User:GorillaWarfare/pandoc

From mediawiki.org

Per discussion at bug 46517, I've been testing out pandoc as an option to convert wiki pages to other formats. Pandoc is able to convert text to and from several potentially useful formats, including wikimarkup, HTML, LaTeX, markdown, and plaintext. It seems to have some serious difficulty in some areas, which I'm trying to document here for later reference.

Wikimarkup → LaTeX[edit]

Running pandoc using the following command: pandoc -f mediawiki -t latex -s input.wiki -o output.tex

General issues[edit]

Pandoc has some issues that affect almost every article that it tries to parse:

  • Images aren't included in articles. The documentation suggests that images will be downloaded if the standalone flag is set, but they are not.
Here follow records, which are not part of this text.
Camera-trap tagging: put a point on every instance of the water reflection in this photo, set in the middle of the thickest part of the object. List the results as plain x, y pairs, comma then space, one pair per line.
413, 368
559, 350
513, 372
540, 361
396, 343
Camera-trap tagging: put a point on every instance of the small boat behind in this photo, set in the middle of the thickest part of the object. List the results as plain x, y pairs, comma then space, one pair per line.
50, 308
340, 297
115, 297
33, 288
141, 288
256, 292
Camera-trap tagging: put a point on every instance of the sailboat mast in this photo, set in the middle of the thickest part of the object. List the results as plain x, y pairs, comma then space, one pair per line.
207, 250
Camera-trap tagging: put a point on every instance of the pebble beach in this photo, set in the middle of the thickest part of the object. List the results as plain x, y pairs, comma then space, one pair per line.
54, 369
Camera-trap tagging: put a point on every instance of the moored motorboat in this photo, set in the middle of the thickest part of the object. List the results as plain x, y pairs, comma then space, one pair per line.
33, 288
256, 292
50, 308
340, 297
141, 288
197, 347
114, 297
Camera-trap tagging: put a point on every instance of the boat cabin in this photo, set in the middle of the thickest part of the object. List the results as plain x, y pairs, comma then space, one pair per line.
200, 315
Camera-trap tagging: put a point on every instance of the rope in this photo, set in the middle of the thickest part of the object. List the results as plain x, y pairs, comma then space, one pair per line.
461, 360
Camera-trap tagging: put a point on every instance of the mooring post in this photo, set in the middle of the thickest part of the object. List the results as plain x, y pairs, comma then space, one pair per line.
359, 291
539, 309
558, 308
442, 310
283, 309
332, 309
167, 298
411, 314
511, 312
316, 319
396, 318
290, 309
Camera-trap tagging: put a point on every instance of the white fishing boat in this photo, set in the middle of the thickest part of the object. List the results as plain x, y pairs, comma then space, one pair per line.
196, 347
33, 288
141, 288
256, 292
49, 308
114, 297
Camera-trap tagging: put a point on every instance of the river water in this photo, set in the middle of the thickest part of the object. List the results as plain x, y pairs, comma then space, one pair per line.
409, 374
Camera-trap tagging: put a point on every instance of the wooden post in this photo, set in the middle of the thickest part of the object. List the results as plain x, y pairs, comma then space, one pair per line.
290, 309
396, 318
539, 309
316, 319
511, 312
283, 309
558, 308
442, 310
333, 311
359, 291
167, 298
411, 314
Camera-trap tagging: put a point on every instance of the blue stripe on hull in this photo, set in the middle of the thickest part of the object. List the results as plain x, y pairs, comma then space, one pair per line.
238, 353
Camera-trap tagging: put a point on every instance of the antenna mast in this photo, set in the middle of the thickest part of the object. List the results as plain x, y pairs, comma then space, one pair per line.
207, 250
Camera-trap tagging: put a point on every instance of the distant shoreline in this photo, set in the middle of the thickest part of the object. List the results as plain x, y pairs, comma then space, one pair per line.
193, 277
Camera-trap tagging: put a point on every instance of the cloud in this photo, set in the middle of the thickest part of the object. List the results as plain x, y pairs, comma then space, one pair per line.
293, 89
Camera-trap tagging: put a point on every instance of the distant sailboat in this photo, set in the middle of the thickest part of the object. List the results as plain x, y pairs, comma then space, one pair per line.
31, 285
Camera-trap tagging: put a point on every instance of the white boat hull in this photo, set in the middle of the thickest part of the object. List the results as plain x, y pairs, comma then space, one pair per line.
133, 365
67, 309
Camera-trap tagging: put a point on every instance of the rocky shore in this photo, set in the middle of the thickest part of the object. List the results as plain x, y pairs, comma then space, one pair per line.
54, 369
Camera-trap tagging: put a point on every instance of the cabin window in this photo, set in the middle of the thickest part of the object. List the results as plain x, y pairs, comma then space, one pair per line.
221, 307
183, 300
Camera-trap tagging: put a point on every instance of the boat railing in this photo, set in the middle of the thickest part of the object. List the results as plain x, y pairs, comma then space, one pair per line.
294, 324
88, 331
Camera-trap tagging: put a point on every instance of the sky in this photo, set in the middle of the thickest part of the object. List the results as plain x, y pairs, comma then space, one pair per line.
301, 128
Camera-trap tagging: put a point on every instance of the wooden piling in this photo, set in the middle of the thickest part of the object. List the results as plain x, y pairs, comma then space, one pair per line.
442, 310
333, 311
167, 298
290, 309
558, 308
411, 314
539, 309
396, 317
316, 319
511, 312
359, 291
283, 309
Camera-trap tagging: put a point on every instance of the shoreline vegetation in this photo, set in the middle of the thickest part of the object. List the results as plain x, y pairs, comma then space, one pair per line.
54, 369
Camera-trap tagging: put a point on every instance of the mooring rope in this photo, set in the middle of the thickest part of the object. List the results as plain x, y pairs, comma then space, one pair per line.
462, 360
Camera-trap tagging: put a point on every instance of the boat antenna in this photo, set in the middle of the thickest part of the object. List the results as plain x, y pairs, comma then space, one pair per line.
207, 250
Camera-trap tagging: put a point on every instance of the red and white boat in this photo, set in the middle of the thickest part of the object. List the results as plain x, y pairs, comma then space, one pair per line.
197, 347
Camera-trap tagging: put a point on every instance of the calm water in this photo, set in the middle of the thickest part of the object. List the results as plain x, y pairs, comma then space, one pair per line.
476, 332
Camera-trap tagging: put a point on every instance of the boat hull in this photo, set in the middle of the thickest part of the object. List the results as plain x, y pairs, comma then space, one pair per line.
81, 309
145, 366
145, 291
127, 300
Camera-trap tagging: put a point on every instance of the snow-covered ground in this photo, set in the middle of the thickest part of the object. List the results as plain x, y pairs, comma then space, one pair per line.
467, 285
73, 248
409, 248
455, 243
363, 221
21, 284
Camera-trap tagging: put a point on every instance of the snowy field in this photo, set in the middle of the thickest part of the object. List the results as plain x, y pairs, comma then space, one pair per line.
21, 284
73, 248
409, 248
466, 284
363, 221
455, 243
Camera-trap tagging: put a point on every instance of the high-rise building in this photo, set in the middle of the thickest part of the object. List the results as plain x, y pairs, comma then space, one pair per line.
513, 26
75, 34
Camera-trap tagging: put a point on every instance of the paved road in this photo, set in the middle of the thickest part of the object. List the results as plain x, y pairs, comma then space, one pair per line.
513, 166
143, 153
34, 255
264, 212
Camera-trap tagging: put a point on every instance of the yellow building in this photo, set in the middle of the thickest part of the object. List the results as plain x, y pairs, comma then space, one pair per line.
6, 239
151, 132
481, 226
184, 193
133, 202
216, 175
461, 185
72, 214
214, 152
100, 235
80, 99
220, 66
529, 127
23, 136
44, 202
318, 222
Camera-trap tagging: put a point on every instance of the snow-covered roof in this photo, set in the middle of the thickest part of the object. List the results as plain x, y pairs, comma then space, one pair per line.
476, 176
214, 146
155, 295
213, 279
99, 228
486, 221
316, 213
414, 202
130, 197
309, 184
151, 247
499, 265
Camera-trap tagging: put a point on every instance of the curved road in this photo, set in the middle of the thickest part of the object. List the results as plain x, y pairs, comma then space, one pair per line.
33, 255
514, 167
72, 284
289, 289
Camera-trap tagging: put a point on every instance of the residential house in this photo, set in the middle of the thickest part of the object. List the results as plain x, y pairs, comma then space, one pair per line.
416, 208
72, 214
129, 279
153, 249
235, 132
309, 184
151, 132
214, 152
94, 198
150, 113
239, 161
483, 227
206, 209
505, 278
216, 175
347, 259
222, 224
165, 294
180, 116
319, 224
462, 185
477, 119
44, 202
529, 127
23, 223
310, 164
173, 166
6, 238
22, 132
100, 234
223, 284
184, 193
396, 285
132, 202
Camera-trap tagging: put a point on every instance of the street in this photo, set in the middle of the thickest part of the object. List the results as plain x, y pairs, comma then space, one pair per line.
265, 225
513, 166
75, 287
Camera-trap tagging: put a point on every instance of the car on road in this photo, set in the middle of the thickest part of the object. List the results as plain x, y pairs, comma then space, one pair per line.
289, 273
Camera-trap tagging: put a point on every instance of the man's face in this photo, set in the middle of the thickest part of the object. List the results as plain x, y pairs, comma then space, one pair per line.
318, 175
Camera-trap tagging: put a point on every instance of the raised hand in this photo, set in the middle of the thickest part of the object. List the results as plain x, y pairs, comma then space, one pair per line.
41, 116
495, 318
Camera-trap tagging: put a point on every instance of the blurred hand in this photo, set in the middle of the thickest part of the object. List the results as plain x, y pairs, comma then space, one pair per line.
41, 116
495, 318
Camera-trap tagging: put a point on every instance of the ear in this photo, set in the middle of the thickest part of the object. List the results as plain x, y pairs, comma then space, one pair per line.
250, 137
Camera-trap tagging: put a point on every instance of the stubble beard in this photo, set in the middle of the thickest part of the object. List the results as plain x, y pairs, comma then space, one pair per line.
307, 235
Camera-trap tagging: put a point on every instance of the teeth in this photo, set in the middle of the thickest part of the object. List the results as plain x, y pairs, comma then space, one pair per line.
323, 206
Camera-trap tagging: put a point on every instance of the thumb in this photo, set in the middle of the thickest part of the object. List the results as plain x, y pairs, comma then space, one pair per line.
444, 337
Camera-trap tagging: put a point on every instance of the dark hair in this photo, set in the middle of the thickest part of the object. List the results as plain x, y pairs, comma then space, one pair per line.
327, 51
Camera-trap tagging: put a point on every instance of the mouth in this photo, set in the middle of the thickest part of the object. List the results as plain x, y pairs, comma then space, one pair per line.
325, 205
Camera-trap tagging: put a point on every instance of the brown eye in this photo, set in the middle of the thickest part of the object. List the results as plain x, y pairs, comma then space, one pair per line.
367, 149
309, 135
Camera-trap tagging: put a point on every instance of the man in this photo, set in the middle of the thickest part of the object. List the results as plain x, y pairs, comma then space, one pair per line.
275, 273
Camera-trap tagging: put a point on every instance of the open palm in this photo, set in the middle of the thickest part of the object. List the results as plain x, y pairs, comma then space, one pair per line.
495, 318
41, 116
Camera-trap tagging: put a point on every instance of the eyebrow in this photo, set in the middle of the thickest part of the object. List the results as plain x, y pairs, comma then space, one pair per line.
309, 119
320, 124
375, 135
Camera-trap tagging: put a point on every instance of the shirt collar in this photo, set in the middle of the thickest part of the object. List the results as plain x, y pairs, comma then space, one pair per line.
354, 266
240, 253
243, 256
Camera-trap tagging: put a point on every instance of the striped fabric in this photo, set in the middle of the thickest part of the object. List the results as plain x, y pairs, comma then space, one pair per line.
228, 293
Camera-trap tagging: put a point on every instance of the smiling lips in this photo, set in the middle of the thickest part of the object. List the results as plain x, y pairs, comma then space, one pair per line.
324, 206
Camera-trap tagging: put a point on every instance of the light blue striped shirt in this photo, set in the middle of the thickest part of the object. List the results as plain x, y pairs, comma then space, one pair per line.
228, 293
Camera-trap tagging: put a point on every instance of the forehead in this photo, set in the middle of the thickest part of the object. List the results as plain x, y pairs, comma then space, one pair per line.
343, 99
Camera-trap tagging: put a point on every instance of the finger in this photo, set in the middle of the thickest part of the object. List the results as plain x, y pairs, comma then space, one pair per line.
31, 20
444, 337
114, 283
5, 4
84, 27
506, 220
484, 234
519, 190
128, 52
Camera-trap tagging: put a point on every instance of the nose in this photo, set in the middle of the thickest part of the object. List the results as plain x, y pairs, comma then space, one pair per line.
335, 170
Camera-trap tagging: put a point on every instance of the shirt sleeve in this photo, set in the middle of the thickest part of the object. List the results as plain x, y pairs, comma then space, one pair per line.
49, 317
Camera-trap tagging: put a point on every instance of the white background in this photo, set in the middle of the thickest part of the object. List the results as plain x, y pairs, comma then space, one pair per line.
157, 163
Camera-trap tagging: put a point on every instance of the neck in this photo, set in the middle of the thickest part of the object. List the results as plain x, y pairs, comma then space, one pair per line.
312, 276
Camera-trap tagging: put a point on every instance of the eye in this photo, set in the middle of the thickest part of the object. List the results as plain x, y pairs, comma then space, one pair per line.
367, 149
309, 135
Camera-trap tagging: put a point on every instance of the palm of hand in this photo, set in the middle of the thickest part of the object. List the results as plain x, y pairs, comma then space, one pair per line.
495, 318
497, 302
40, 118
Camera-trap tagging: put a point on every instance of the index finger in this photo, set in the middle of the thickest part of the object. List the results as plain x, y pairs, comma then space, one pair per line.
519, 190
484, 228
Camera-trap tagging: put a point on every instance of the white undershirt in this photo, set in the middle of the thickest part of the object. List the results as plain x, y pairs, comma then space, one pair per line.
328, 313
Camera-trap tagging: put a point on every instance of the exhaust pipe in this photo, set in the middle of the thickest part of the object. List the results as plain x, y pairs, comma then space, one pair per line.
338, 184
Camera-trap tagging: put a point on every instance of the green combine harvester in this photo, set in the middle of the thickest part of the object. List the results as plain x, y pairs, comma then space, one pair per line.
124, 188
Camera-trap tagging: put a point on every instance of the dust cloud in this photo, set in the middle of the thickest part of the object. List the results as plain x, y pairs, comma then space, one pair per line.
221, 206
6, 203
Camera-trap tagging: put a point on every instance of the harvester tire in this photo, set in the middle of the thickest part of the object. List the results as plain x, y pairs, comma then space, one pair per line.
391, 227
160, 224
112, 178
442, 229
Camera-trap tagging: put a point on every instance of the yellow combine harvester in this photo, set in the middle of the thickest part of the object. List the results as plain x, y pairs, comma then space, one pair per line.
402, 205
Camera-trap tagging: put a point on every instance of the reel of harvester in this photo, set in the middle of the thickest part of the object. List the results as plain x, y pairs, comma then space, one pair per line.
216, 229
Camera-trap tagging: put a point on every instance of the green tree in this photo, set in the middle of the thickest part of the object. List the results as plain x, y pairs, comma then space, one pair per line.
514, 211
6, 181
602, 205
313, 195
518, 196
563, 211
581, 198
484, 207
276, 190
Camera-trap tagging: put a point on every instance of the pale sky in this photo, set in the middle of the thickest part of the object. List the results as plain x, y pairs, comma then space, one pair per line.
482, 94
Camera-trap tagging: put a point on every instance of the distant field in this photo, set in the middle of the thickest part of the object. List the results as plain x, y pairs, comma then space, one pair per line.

LaTeX attempts to find them in the directory from which it's building, and when it's unable to do so, the build fails.
  • Many accented/special characters aren't recognized.
  • All templates are omitted completely or fragments of the template syntax ends up in the output.
  • No attribution is included.
  • Footnote superscripts appear in the text, and the numbers appear at the bottom of the page, but the footnotes themselves are almost always incomplete or empty.
  • Piped and non-piped links are formatted differently from each other.
  • Links appear to be relative filepaths, which is not feasible considering how many links occur in each article, each linked article, and so on.
  • Endnotes might be more appropriate than footnotes, considering that they can often take up the better part of a page.
  • Categories are displayed as raw text at the end of the page.
  • There are lots of issues with tables:
    • Run off the edge of the page if they're too wide
    • LaTeX formatting is often broken, causing the document to fail to build.
    • They're centered, which is more of a stylistic choice I disagree with.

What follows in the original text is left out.